En ese campo, había un molino de agua (foto más arriba), que parecía abandonado: el viento era de aproximadamente 40 km/h y el armatoste ni se inmutaba. Eran las 11, las personas que elegían ese lugar para pasar el día recién estaban llegando, pero la inquietud reinaba entre empleados y administradores.
Unos y otros no dejaban de abrir un cerrar una tapa, que en su interior contenía la caja de luz dividida en tres partes.
Enseguida, a alguien se le ocurre ir al baño y comprueba que no había agua. Luego, al caminar un poco por el parque se ve la llegada de una camioneta de la Cooperativa Eléctrica que parece venir a revisar el asunto.
Ya una hora y media más tarde la conclusión es determinante: se quemó una fase de luz que es justamente la que impulsa al motor que lleva el agua a toda la Estancia.
¿Cómo lavar las verduras? ¿Cómo mantener la higiene de empleados y visitantes? son preguntas que surgen desesperadamente ante una situación así a minutos nomás de que al lugar ingresen 60 personas más.
A alguno se le ocurre «hacer varios viajes en camioneta con la lechuga para lavarla». Entremedio, uno de los dueños del establecimiento dice «no estábamos preparados para esto, ni siquiera tenemos un grupo electrógeno para suplir la falta de una fase eléctrica?. El viento cada vez era más fuerte.

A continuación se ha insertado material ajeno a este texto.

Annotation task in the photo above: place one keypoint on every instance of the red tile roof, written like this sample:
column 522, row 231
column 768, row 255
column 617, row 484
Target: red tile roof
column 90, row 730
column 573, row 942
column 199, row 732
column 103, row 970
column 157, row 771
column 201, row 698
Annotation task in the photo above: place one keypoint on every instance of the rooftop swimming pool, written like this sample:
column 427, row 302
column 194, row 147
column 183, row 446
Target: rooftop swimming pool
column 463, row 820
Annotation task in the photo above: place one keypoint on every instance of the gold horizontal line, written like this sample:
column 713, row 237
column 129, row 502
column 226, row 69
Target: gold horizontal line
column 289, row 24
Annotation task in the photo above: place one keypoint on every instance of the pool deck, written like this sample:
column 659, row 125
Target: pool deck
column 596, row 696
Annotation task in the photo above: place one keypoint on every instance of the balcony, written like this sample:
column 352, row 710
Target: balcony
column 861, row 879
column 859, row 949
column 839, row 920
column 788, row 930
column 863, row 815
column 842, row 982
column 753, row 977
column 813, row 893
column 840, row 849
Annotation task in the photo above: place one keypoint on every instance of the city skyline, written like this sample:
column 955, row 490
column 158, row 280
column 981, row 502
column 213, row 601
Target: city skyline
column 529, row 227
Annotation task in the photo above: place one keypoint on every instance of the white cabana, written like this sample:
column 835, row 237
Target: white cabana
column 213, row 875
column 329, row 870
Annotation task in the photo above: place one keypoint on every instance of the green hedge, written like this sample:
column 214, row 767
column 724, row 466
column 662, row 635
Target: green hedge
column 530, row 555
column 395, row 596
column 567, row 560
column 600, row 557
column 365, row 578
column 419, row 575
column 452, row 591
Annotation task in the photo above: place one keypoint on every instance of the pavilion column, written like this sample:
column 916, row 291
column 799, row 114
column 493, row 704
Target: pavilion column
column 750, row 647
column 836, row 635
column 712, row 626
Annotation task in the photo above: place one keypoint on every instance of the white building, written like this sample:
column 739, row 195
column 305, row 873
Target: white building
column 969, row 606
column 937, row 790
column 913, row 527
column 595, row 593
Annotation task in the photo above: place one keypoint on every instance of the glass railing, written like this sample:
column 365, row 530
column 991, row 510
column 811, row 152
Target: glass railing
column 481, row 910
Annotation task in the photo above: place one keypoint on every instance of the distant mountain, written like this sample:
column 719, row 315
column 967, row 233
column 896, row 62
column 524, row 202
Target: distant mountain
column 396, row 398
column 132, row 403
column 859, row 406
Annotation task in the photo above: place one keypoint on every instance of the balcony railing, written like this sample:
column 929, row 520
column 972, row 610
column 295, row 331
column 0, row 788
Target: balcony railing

Alguien que sabía que ese Molino que parecía estar allí para la foto podía funcionar, y lo puso en marcha. De repente, la hojalata comenzó a girar y todos los que estaban allí presenciaron -con más o menos conciencia- el funcionamiento de una alternativa limpia y sustentable para poder hacer uso de uno de los recursos vitales para el Ser Humano: el agua.

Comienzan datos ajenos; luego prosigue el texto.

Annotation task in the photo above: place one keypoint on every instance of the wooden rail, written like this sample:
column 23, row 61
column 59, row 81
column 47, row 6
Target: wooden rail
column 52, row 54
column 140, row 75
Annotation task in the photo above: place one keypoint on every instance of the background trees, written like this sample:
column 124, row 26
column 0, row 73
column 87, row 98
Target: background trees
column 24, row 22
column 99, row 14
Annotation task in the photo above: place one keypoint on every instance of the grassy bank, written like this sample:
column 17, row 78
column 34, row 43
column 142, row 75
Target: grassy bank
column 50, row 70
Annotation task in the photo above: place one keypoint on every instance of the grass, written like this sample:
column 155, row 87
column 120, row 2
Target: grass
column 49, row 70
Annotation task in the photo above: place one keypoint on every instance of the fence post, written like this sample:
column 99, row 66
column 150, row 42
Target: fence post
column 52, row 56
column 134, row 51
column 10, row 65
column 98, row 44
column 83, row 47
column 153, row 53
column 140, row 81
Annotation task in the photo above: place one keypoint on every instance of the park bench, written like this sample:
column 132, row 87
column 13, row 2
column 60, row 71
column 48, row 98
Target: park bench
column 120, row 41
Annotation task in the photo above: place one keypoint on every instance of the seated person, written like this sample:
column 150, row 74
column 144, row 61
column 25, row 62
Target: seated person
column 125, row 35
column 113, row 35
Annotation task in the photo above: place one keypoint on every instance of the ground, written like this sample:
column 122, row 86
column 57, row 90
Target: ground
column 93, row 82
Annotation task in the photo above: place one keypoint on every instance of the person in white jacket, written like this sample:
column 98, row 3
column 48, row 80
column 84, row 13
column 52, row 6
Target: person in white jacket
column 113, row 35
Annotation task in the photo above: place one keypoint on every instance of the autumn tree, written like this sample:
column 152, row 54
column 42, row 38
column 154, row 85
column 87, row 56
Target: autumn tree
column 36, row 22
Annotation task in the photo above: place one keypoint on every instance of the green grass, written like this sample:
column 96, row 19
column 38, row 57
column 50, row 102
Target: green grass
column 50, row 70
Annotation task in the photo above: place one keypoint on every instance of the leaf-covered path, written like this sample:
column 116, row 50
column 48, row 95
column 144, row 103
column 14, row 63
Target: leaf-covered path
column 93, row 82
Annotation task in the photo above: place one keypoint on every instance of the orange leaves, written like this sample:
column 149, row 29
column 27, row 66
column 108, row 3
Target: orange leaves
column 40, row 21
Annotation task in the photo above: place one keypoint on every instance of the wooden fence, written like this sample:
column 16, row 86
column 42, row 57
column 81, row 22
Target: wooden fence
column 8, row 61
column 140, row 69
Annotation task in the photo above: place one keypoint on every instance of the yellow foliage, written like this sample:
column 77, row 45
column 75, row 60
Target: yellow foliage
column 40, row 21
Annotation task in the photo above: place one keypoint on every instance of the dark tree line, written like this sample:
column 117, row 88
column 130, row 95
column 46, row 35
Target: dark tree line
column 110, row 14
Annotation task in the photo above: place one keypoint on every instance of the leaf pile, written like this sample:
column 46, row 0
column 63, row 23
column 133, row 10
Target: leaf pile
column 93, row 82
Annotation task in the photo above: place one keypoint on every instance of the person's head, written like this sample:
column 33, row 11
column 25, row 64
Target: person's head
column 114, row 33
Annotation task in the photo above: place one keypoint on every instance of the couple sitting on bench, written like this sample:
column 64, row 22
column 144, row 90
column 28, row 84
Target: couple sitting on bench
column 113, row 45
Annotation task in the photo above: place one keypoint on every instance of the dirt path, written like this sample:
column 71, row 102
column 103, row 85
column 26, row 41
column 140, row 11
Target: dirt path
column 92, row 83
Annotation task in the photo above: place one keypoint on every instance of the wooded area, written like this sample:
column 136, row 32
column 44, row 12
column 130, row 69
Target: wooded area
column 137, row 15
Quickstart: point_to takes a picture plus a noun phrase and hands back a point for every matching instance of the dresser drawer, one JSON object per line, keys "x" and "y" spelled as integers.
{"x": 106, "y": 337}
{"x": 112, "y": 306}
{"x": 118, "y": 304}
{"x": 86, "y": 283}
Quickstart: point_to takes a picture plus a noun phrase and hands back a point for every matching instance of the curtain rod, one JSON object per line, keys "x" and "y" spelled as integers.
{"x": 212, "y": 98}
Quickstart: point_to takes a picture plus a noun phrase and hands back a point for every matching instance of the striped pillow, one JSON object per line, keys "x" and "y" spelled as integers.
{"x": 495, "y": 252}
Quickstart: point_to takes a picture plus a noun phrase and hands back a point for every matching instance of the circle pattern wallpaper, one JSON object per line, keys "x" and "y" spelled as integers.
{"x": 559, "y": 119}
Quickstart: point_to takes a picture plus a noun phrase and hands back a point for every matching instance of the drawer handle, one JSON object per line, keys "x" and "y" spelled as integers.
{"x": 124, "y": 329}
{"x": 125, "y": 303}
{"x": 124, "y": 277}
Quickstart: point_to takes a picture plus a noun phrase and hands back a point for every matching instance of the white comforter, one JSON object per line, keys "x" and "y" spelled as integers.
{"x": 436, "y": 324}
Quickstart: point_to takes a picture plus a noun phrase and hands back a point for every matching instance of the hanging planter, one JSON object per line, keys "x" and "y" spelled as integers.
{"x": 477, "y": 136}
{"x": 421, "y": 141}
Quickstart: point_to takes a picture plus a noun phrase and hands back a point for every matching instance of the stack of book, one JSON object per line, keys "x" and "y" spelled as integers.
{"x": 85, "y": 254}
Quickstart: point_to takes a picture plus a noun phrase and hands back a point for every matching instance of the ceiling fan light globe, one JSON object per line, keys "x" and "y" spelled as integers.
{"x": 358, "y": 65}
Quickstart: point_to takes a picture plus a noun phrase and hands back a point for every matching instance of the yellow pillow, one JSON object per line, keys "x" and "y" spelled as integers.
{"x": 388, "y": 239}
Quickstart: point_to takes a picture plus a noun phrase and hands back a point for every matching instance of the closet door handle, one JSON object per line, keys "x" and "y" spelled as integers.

El Molino ofreció así una doble lección: que lo anticuado puede funcionar en el mundo interconectado; y que lo sustentable permite seguir siendo rentable.
¿Qué hubiera sido de ese lugar si no se hubiera podido contar con el agua para provisionar manualmente a los baños? ¿El Té y el Mate prometidos en el menú que nunca hubieran podido llegar?
Las láminas de hojalata les permitieron seguir funcionando como cualquier otro día, con alguna que otra incomodidad, pero funcionando al fin.
El viento que no paró de aumentar de su velocidad en el momento que más se lo necesitaba, y el Molino, que estaba allí para la foto, le marcaron un camino a quienes gestionan ese negocio turístico. Ya sólo de ellos dependerá si la siguiente inversión es para interconectar el Molino con la Estancia o para comprar el grupo electrógeno que funciona a gasoil.